We already had two fine sons, and neither Fëanáro nor I were in any rush to add to our family as then. Though did I know his mind, and that he hoped for us to bring forth at least another child, yet was it many years before Tyelkormo* was born. And never did we raise the daughter my mother wished us to have! Ai, at times did I wonder how our lives would have been if we had been parents of daughters! (Seven daughters! Now would that have not altered Fëanáro’s mood somewhat? But idle fancies are such thoughts, and as often, I digress from my purpose!)
As we journeyed that day, did I walk and talk with many of my friends, and some whom I had not seen as often as I would have liked. Tulcon and Mötamë now were parents themselves, of a son but a little younger than Makalaurë. Serewen was with child, the first and only one she was to bear. Narwasar walked with us in his usual stoic frame of mind, though my mother had whispered to me of her hopes that yet would she encourage him in a relationship, and that she had in mind a particular nís! A daughter of a friend of hers, a young nís by the name of Calimanandë, was she contemplating introducing to our steadfast chief stonemason. This Calimanandë was a daughter of a house most devoted to Yavanna, and to the pastures and sheep that provided wool for the weavings of many ladies in Tirion, and for Vairë herself, and a determined and interesting character did she sound to me. Rarely did we intervene in matters of the heart for others, but there were some, Narwasar being one of them, who would dearly like to give of their love, and yet had not the mood to easily find another with whom they had great affinity.
By the time my parents and I had arrived at the surrounds of Valmar, most folk were sitting in groups upon the lawns, and a few canopied enclosures had been set up, wherein the Lords of both Vanyar and Noldor might meet. Soon would I need to be seen in the tents of King Finwë, with my Lord and our sons. Indis herself had expressed the wish to introduce me to King Ingwë, her relative! But for a time did I sit and talk, and still with the Aulenduri, until Makalaurë came to fetch me!
My second son bowed considerately in acknowledgement of his much loved grandparents, but he wished to speak with me, and for us to be away at once.
“Away with you then, indyo*, for a smith can only contend with so many princes bowing before him on one day, and do I not expect Maitimo to join us for a time!” Urundil delighted in his grandsons, as I have already said. His princes did he sometimes say to me, with much amusement, yet great regard of their status.

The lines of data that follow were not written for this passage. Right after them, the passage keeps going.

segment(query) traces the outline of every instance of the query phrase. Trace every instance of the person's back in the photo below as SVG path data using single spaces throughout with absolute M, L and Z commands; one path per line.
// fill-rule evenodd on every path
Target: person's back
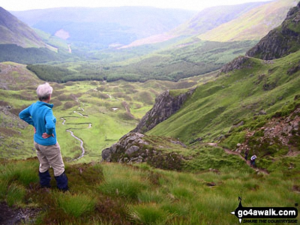
M 36 92 L 39 101 L 32 104 L 19 114 L 20 118 L 35 129 L 34 144 L 40 162 L 39 176 L 42 187 L 50 187 L 51 177 L 49 169 L 52 167 L 57 187 L 68 190 L 67 178 L 60 152 L 60 146 L 56 140 L 53 105 L 50 104 L 53 89 L 48 83 L 39 85 Z

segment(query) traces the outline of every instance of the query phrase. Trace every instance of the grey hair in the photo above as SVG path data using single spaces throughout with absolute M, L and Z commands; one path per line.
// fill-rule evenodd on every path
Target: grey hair
M 39 85 L 36 89 L 36 94 L 40 101 L 47 100 L 53 91 L 53 88 L 49 84 L 45 83 Z

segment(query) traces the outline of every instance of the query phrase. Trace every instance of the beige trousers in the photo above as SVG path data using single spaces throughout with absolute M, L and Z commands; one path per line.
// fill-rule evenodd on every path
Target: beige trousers
M 55 177 L 64 171 L 64 164 L 61 157 L 58 142 L 53 145 L 42 145 L 34 141 L 37 158 L 39 161 L 39 171 L 44 172 L 51 167 L 53 168 Z

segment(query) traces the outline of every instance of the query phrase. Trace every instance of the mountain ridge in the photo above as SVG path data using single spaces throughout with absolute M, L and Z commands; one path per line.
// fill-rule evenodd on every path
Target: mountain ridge
M 292 8 L 282 24 L 271 31 L 246 55 L 265 60 L 282 58 L 300 49 L 300 3 Z
M 253 8 L 264 5 L 267 2 L 248 3 L 204 9 L 189 21 L 168 32 L 137 40 L 122 48 L 166 41 L 179 36 L 199 35 L 231 21 Z
M 277 0 L 253 9 L 228 23 L 198 36 L 203 40 L 234 41 L 260 40 L 285 19 L 295 0 Z
M 53 35 L 60 30 L 68 33 L 69 42 L 95 42 L 106 47 L 128 44 L 165 32 L 195 13 L 150 7 L 67 7 L 11 12 L 33 28 Z
M 0 44 L 15 44 L 23 47 L 46 47 L 34 31 L 0 7 Z

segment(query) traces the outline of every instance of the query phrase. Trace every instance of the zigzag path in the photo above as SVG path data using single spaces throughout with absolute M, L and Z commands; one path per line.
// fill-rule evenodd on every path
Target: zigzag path
M 246 160 L 246 159 L 245 159 L 245 158 L 244 157 L 243 157 L 242 156 L 241 156 L 241 154 L 240 154 L 239 153 L 238 153 L 237 152 L 233 152 L 229 149 L 225 148 L 223 147 L 218 146 L 218 144 L 216 144 L 215 143 L 209 143 L 208 145 L 211 145 L 211 146 L 215 146 L 216 147 L 221 147 L 222 149 L 223 149 L 225 151 L 225 153 L 226 153 L 228 154 L 235 155 L 236 156 L 238 156 L 241 159 L 242 159 L 243 160 L 244 160 L 245 162 L 246 162 L 246 163 L 247 163 L 247 165 L 248 165 L 249 166 L 250 166 L 250 161 Z M 261 172 L 264 173 L 265 174 L 269 174 L 269 172 L 268 172 L 268 171 L 267 171 L 267 170 L 264 169 L 261 169 L 259 168 L 253 168 L 253 169 L 255 169 L 255 170 L 257 172 Z

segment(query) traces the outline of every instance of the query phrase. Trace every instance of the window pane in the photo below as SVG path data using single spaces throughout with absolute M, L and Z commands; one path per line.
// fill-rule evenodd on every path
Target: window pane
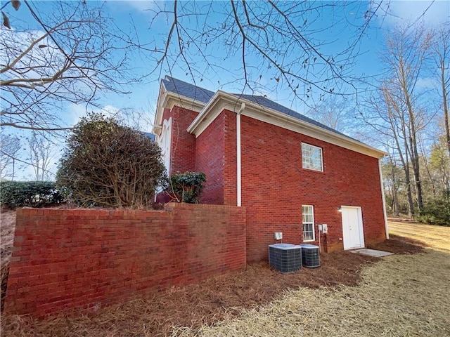
M 304 168 L 323 171 L 322 149 L 317 146 L 302 143 L 302 163 Z
M 314 240 L 314 216 L 312 206 L 302 205 L 303 241 Z

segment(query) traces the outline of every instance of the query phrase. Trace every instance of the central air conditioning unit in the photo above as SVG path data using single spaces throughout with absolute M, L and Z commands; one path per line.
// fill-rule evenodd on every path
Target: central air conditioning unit
M 303 267 L 315 268 L 320 267 L 320 251 L 319 246 L 310 244 L 302 244 L 302 263 Z
M 269 263 L 281 272 L 294 272 L 302 269 L 302 247 L 291 244 L 269 246 Z

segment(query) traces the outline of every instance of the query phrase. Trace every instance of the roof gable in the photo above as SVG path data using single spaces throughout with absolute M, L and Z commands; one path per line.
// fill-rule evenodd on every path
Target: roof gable
M 200 100 L 204 103 L 207 103 L 214 94 L 211 91 L 184 82 L 169 76 L 165 77 L 162 84 L 167 91 L 187 97 L 193 100 Z
M 161 96 L 165 99 L 161 100 Z M 162 80 L 158 107 L 153 131 L 160 128 L 162 107 L 167 97 L 172 98 L 172 104 L 181 105 L 189 102 L 195 105 L 198 115 L 188 128 L 188 132 L 198 136 L 215 119 L 224 109 L 242 113 L 248 117 L 277 125 L 280 127 L 321 139 L 375 158 L 381 158 L 385 153 L 367 145 L 341 132 L 284 107 L 269 98 L 259 95 L 230 93 L 221 90 L 215 93 L 169 76 Z M 173 99 L 178 98 L 179 103 Z M 160 100 L 161 100 L 161 102 Z M 191 109 L 192 110 L 192 109 Z M 159 116 L 159 118 L 158 118 Z M 158 123 L 160 122 L 160 123 Z M 157 134 L 157 133 L 155 133 Z

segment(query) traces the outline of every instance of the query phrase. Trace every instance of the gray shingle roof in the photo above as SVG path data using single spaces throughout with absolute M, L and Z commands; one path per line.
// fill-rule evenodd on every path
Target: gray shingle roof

Now did Makalaurë wish to confer with me again on that which he had hoped to be a delight for his father. For he had been asked to sing at the gathering, and before both Finwë and Ingwë, and the whole assembly. A great honour was this, for normally did both Vanyar and Noldor put forward the best of their bards and singers for this occasion, and he was very young! Findis was to sing first of the Noldor, for she had inherited her mother’s sweet voice, but Finwë was not unaware of the growing skills of his grandson! After Findis song, was Makalaurë to present a rendering of the Song of Aman, which had been given us by the Maia, Lirillo.
“Much do I wish to honour my King and grandsire’s trust in me, ” he said, ” But even more do I wish to please my father, that he may know my skills are of value even though I do not work in crafting as does he and Maitimo!”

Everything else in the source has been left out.